- COMPANY RESULTS
Gambling.com Group’s buy of XL Media’s non-US assets after the reporting period bookended a 2023 which saw a reshuffling of the chasing pack behind Better Collective. Scott Longley dissects what will go down as a definitive period for the listed sector.
This issue, Scott Longley analyses the fallout from XL following Catena in jettisoning all non-US assets to focus on this intensely competitive and scale-driven market.
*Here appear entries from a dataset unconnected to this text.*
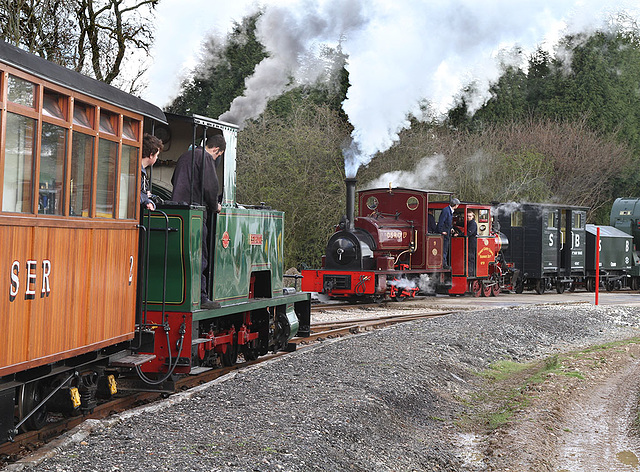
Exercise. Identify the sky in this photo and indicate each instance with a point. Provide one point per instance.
(400, 52)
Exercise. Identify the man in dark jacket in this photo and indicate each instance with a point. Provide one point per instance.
(151, 147)
(472, 234)
(202, 189)
(445, 226)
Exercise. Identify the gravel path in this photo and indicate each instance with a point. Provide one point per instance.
(386, 400)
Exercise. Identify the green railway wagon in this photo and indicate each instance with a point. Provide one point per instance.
(616, 257)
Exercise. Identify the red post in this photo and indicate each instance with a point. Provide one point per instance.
(597, 263)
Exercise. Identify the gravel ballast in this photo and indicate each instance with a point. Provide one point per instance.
(385, 400)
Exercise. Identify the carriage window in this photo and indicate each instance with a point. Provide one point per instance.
(128, 171)
(18, 164)
(105, 196)
(516, 218)
(21, 92)
(108, 122)
(81, 158)
(130, 129)
(52, 153)
(54, 105)
(83, 114)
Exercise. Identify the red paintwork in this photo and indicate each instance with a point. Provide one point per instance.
(397, 221)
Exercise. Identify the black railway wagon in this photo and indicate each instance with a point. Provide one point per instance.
(546, 242)
(616, 257)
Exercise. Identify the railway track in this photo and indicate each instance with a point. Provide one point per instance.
(29, 442)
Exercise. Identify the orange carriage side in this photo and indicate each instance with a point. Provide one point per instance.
(70, 166)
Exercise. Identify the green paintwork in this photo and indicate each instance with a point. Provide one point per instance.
(255, 246)
(183, 259)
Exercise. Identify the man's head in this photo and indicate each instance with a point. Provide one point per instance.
(215, 145)
(151, 147)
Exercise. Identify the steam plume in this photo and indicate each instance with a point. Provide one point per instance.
(407, 51)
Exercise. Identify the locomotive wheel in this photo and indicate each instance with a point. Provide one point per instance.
(30, 395)
(230, 357)
(249, 353)
(520, 287)
(475, 287)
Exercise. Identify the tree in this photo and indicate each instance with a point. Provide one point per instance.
(294, 164)
(89, 36)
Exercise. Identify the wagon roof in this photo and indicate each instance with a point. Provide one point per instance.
(608, 231)
(68, 78)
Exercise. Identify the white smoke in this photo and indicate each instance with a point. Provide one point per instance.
(403, 52)
(429, 174)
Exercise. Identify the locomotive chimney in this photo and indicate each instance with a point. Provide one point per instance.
(351, 201)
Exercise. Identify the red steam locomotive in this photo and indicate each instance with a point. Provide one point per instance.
(390, 249)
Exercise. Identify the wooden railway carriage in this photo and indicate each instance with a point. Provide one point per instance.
(79, 309)
(546, 242)
(70, 165)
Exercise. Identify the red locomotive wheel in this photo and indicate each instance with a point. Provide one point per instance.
(475, 287)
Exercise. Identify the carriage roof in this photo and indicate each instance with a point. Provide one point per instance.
(59, 75)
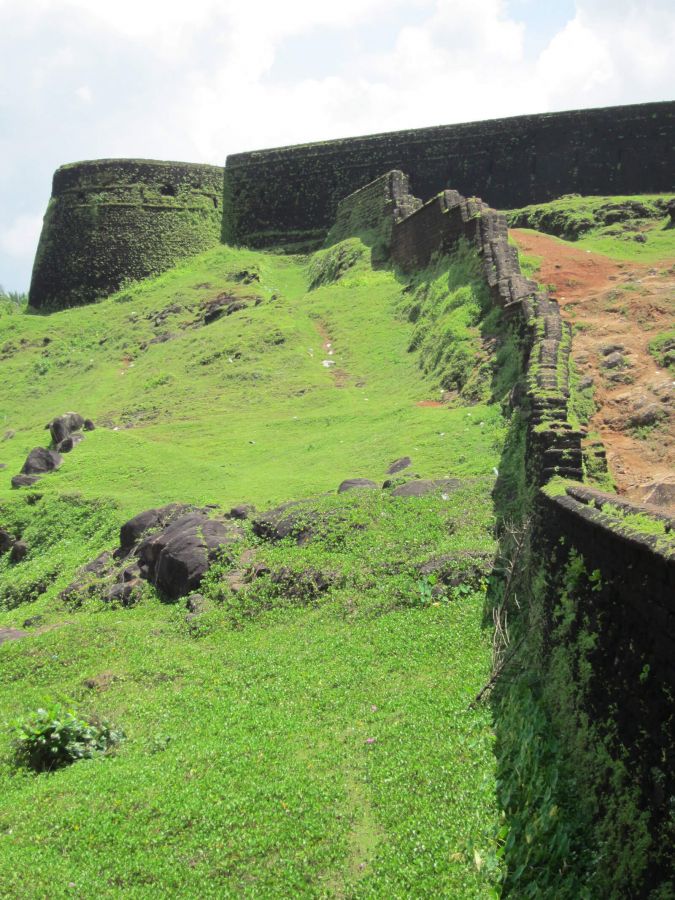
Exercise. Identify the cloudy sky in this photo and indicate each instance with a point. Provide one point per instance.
(198, 79)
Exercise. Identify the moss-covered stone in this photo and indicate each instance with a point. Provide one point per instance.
(112, 221)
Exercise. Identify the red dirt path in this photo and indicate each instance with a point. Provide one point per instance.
(621, 303)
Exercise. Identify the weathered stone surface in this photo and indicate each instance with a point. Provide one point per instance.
(24, 480)
(125, 593)
(63, 426)
(177, 557)
(661, 494)
(290, 519)
(67, 444)
(40, 461)
(399, 464)
(19, 551)
(427, 486)
(132, 531)
(242, 511)
(465, 567)
(11, 634)
(649, 414)
(352, 484)
(6, 540)
(197, 604)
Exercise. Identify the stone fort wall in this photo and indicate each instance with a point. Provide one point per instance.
(293, 192)
(109, 221)
(114, 220)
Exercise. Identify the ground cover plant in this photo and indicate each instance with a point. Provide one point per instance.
(636, 228)
(311, 732)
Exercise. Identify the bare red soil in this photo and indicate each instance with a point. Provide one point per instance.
(619, 305)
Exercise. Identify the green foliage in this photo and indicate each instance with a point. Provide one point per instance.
(53, 737)
(449, 304)
(635, 228)
(322, 695)
(328, 266)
This neither removes the M&A target from their backs or secures their future as independent entities.
If XL and Catena do fall prey to the scale they once wielded remains to be seen, but regardless this wave of activity is now the most defining for the sector since Catena began the era of the listed consolidator in 2015. Only a few years ago we were talking about Affiliation 2.0 and now 3.0, driven by scale, automation and AI, is in full effect.
With Better Collective all-in on adtech as part of its sports media extension – but retaining a controlling say over when and to whom Catena’s US business is sold – GAMB and GiG now form a distinct second tier for which only needle-moving M&A will do for investors.
Such assets are naturally scarcer and come with higher premiums than those offloaded by Catena and XL, the subsequent performances of which since changing hands make these sales look more distressed than initially assumed.
The big three getting even bigger is contributing to a toughening environment in core markets for an increasingly remote chasing pack already overstretched by earnouts. While Raketech looks on track to meet its €46m commitment for an asset it paid just €2m upfront, the situation is more intractable for others.